Долго повторял Гришка слова, уж и голоса не слышно давно, а слова,  словно сами собой вылетают. Заметались старухи  чёрными вихрями по комнате, завыли по-волчьи и исчезли в проёме двери, обдав Гришку  тёмными хлопьями. Только красные угольки злобных глаз ещё долго на Гришку из угла зыркали, да он взгляд отвёл, как велено было.
«Ну и жарища», - произнёс озадаченный отец, расстёгивая мокрый  полушубок.  В комнате стояла такая жара, что дышать не в моготу. Гришка сразу взмок и заспешил на воздух, окинув взглядом место сражения. Лицо Ольги с мокрыми прилипшими ко лбу и щекам локонами, было светлым и спокойным.
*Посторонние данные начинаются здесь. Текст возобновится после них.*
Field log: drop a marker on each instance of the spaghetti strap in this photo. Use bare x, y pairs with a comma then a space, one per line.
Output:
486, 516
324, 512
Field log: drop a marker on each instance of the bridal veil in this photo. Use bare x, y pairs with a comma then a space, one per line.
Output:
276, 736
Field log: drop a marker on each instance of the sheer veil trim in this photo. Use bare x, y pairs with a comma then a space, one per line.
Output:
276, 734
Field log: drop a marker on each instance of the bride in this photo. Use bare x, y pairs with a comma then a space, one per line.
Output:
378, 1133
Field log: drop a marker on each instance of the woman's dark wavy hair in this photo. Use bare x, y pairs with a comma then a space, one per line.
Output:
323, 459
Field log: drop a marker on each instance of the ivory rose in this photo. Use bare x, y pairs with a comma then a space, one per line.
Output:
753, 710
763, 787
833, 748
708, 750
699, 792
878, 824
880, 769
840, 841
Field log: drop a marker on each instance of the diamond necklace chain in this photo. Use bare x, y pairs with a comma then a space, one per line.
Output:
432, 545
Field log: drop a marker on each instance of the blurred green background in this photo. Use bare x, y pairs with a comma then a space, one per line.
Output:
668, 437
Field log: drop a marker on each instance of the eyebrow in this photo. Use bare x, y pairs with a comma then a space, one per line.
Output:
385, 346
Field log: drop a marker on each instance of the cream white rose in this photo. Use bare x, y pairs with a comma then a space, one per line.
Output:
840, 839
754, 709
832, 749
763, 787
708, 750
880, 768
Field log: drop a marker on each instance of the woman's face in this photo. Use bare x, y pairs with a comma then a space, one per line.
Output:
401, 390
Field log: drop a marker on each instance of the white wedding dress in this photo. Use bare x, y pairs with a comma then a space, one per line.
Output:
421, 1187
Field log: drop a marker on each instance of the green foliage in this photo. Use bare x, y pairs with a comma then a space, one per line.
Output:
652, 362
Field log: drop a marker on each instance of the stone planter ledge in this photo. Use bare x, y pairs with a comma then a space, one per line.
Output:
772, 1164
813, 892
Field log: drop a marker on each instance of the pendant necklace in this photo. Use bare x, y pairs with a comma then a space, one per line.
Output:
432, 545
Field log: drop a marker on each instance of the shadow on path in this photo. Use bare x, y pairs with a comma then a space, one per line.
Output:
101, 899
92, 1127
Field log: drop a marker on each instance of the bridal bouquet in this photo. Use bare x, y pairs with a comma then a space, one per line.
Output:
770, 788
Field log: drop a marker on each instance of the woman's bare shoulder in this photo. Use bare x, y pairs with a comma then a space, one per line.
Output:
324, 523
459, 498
Мимо  быстро  прошла мать девушки, неся в руках дымящуюся  чашку, захлопотала, заохала.  В узеньком коридоре стояли две молоденькие симпатичные девушки и смотрели на Гришку благоговейным взглядом, отчего  тот смутился и взмок  ещё больше.
- Гриша, ты бы рассказал, чё там видел, чаю с нами попил.  На улице мороз, пока дойдёшь, простудишься.
- Светает уже, домой надо. Не заболею, я теперь слова заговорённые знаю, - подумал про себя Гришка.
- Не было никакого беса. Впотьмах от переживаний  почудилось вам.  А к утру болезнь всегда отпускает.
Метель стихала, по улице ещё гнала позёмка, крепчал мороз, а на душе было тепло, как летом.
 Бабушка сидела при свете своей керосинки и смотрела на небольшой деревянный ящик, стоявший на столе.
- Тут, Гриша, тебе вроде как, посылка пришла.
- Ага, ночью с почты доставили.
- С почты не с почты, а прямёхонько под дверь поставили.
- А написано что?
- Написано, что тебе, вот ты и разбирайся.
На крышке деревянного ящичка крупным корявым почерком  было написано: «Григорию Кудрявцеву». Обратный адрес и имя отправителя отсутствовали.